Last year, when Climate Access held a panel event on the success of the carbon tax in British Columbia, Oregon Climate was watching the livestream closely. Formed in 2013 with the aim to build grassroots support for a statewide price on carbon pollution in Oregon, the group has been making great strides with three bills to price carbon currently making their way through Oregon’s state legislature.
Oregon is well known for being a hub of sustainability with a green majority senate that was elected under a Democratic Governor, but has so far been lackluster in their uptake of new green policies. Oregon Climate aimed to take this political opportunity and create a race to the top by bringing a sense of public urgency and focus on the issue of pricing carbon pollution, and they are doing it through direct engagement.
Similar to the Citizen’s Climate Lobby, Oregon Climate encourages volunteers to meet directly with legislators to discuss a price on carbon, and develop relationships by communicating regularly with legislators via phone and email. Oregon Climate's core 30 leaders train over 1,500 volunteers to become effective advocates, so they are well versed in the policy details and able to share compelling stories and experiences.
The concept of meeting directly with your state legislator can be daunting, even for seasoned climate campaigners, so Oregon Climate makes sure the meetings are structured to benefit the volunteers as well as the legislators. Part of this is to find common ground with legislators and to lay the groundwork for a longer-term strategy should carbon pricing not pass first time around in the senate.
Oregon Climate uses a tiered sign-up structure to make sure people are only doing what they’re comfortable with, whether that be signing up to the mailing list, hosting a party or taking part in a lobby meeting. Lobby meetings happen in groups of four and each group has a more experienced volunteer who facilitates, and three newer volunteers. Volunteers can work from talking points to feel more comfortable (and make sure they remember the points they planned to raise), and take roles like introducing each group member or being timekeeper.
In the meeting, the groups make sure they tell their story of self – what is their personal connection to climate change? How have they been impacted? – and then seek to find common ground with the legislator. How have they voted on climate before? Are they responsive to constituents and do they understand climate solutions and climate impacts in Oregon?
Importantly, they ask the legislator how they view climate change to ensure it’s a dialogue where both parties feel they’ve been heard. From there the volunteers make an ask based on where the legislator is at on climate to make sure they are given an opportunity to say yes to a request. If they won’t support the house bill, will they bring an amendment forward to a committee? Could they recommend another legislator they should meet with who would support the bill? Will they agree to speak with a constituent who has been impacted by climate change?
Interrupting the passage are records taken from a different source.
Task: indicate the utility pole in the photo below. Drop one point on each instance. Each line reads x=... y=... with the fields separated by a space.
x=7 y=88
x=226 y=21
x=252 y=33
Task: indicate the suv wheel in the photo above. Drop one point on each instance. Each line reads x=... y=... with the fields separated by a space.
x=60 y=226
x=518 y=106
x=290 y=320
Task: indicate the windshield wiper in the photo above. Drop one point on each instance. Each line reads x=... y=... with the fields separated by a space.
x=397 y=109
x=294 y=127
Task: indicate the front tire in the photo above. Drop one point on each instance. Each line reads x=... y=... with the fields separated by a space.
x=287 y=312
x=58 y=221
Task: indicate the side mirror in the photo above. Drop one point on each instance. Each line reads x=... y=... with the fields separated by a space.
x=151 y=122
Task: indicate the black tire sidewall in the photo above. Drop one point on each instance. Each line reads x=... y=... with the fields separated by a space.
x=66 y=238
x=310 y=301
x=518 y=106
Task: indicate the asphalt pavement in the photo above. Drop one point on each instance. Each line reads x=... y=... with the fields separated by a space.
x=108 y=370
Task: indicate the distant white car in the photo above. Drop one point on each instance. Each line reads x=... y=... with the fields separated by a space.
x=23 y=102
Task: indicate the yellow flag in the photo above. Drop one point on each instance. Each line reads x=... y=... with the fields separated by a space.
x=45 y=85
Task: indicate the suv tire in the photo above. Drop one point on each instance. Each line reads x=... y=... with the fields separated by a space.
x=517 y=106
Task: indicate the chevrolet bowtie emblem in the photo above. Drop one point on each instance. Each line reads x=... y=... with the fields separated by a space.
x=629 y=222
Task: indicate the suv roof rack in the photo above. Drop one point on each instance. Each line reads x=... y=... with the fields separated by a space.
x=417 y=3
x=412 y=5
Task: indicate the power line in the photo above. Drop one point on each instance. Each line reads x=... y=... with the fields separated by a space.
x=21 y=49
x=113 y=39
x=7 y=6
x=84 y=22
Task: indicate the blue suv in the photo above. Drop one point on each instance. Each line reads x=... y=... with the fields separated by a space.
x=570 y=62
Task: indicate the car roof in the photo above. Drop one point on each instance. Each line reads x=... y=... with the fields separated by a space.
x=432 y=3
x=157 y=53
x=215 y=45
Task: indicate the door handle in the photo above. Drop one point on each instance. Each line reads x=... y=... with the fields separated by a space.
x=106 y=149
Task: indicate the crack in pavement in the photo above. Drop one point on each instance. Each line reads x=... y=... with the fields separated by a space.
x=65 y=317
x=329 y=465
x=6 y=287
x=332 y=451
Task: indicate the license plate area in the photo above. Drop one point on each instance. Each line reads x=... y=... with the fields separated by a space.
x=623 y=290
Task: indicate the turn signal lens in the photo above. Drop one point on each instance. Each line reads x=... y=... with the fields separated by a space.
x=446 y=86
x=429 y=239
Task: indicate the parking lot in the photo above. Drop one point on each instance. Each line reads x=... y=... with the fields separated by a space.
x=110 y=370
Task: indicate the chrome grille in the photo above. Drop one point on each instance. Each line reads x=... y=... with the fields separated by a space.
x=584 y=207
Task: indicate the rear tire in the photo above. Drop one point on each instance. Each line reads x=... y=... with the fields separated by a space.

This model of direct democracy and engagement through dialogue has been very successful with three bills to price carbon currently working their way through the Oregon State Legislature, but more importantly, it’s built trust and goodwill with the legislators while building grassroots citizen engagement calling for carbon pricing. It allows for Oregon Climate to be a known entity in the Legislature who are trusted, respected and listened to, builds the groundwork to further engage representatives and move them up the engagement ladder towards more opportunities to say yes to climate action and carbon pricing.
The next round of committee hearings on the carbon pricing bills will be held in late May or early June, and for the moment, Oregon Climate is working to flood legislators inboxes asking them to prioritize taking action on climate. However in the long run, by using dialogue and citizen engagement to directly work with decision makers to push for carbon pricing, I’d wager it’s a question of when, not if they succeed.